Com muita humildade me arremesso pelos caminhos da poesia, buscando os vendavais da sorte na literatura, como arauto nos sonhos farfalhantes do “jovem” poeta, buscando o plácido benevolente dos amantes dos sólidos e firmes laços culturais de nossa Pátria. Pois, poesia é cultura.
Desde tenra criança já tinha em mente escrever livros, e espero que Deus me ilumine e este seja o primeiro de uma série, porque na sutileza destes versos vê-se uma alma apaixonada pela poesia, sensível às injustiças, defensor da fauna, da flora, dos índios e da ecologia como um todo. Sei admirar a beleza tropical das noites estreladas, mesmo diante da escalada desregrada do progresso, que tudo destrói ou transforma, matando o que de mais lindo Deus nos deu e vestindo de tristeza e luto o ambiente em que vivemos.
Sei admirar o sertão, o caboclo sertanejo, pois lá fui criado até meus dezessete anos, plantando roças, pés descalços e braços nus, carreando um carro-de-boi, tropeando pelos campos e florestas, onde tudo se abria para a vida jorrando uma nuvem de sonhos discretos, cresci vendo e vivendo os Sonhos e Realidades das gentes sertanejas e pobres.
E quem não admira o sertão?
– só quem ainda não ouviu o estridente canto da seriema mato-grossense; só quem ainda não ouviu os arroios dos boiadeiros e o repique de um berrante nos estradões infindos; só quem ainda não ouviu, alta madrugada, o chorar manhoso de um carro-de-boi e o grito do carreiro ecoando pelas chapadas distantes; só quem ainda não ouviu o martelar incessante de um machado zunindo pelos estirões valosos e se perdendo nas confusões das distâncias; só quem não sabe admirar a monotonia das 23:00 horas e o grito choroso de um urutau altas horas da noite. O sertão é uma poesia da vida.

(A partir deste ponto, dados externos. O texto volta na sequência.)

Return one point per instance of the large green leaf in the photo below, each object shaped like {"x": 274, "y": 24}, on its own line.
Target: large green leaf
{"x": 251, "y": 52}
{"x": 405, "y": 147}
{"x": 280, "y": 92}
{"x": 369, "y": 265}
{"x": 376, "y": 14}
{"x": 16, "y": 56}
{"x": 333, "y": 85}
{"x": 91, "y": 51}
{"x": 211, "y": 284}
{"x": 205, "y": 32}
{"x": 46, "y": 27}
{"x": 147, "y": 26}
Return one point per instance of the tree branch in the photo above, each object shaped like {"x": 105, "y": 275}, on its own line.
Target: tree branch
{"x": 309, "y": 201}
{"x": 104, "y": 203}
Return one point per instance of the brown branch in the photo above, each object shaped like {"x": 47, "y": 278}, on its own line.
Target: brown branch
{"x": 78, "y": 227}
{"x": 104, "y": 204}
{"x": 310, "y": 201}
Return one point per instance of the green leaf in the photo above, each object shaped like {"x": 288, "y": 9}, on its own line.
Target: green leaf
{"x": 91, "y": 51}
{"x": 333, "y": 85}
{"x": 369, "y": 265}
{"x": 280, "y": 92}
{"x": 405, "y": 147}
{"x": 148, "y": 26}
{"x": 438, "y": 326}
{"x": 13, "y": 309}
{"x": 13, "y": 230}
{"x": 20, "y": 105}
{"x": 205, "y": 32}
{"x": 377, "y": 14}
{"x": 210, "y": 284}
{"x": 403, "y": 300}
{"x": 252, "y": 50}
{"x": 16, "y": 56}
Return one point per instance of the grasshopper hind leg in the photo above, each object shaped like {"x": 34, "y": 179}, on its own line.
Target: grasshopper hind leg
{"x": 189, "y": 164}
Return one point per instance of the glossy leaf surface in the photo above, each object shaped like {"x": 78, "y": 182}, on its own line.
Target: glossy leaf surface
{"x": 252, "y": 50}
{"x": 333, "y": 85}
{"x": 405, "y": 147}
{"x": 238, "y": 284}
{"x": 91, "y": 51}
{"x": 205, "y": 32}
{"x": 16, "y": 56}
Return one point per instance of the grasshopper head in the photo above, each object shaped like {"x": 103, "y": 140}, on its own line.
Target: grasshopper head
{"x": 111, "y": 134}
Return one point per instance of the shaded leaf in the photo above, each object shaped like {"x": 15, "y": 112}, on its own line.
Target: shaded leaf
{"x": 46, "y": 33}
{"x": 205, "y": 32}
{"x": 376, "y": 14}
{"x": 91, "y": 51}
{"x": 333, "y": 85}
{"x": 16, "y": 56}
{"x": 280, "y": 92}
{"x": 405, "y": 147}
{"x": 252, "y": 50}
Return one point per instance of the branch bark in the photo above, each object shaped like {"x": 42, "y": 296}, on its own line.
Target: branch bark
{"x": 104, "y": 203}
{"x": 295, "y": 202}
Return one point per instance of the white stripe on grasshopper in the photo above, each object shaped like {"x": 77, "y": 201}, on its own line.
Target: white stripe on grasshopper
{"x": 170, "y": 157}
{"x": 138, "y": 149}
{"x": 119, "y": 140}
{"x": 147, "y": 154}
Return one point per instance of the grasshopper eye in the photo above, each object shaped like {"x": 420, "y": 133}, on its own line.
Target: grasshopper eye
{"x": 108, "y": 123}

Sou Advogado. Mesmo começando meus estudos aos dezessete anos, quando cursei o supletivo I à IV, em 1.972, consegui realizar o meu sonho de lutar pela justiça. Pois Deus abençoa quem luta por uma causa justa.
Fui criado na roça e hoje orgulho de minha profissão, mas trago comigo inconfundível admiração pela vida sertaneja e pelo pobre labutador caipira, que modesta e honradamente luta pela sua sobrevivência, sem aquele orgulho e egoísmo encontradiço nos jovens ricos e nos “poderosos” da cidade, que se julgam sabedores de tudo e donos do mundo.
Vão meus versos e poemas aos leitores, um pouco do meu retrato talvez, os meus primeiros passos nos caminhos da literatura, o orgulho e os ardentes entusiasmos do poeta, o otimismo vicejante nas mentes líricas e românticas.
Então, como autor estreante, espero receber de todos os leitores o perdão por alguma expressão direta e sem rodeios da obra, e as desculpas pela inexperiência e simplicidade de meus versos – fiéis retratos de minha personalidade – vindos aqui embalsamados em meus Sonhos & Realidades.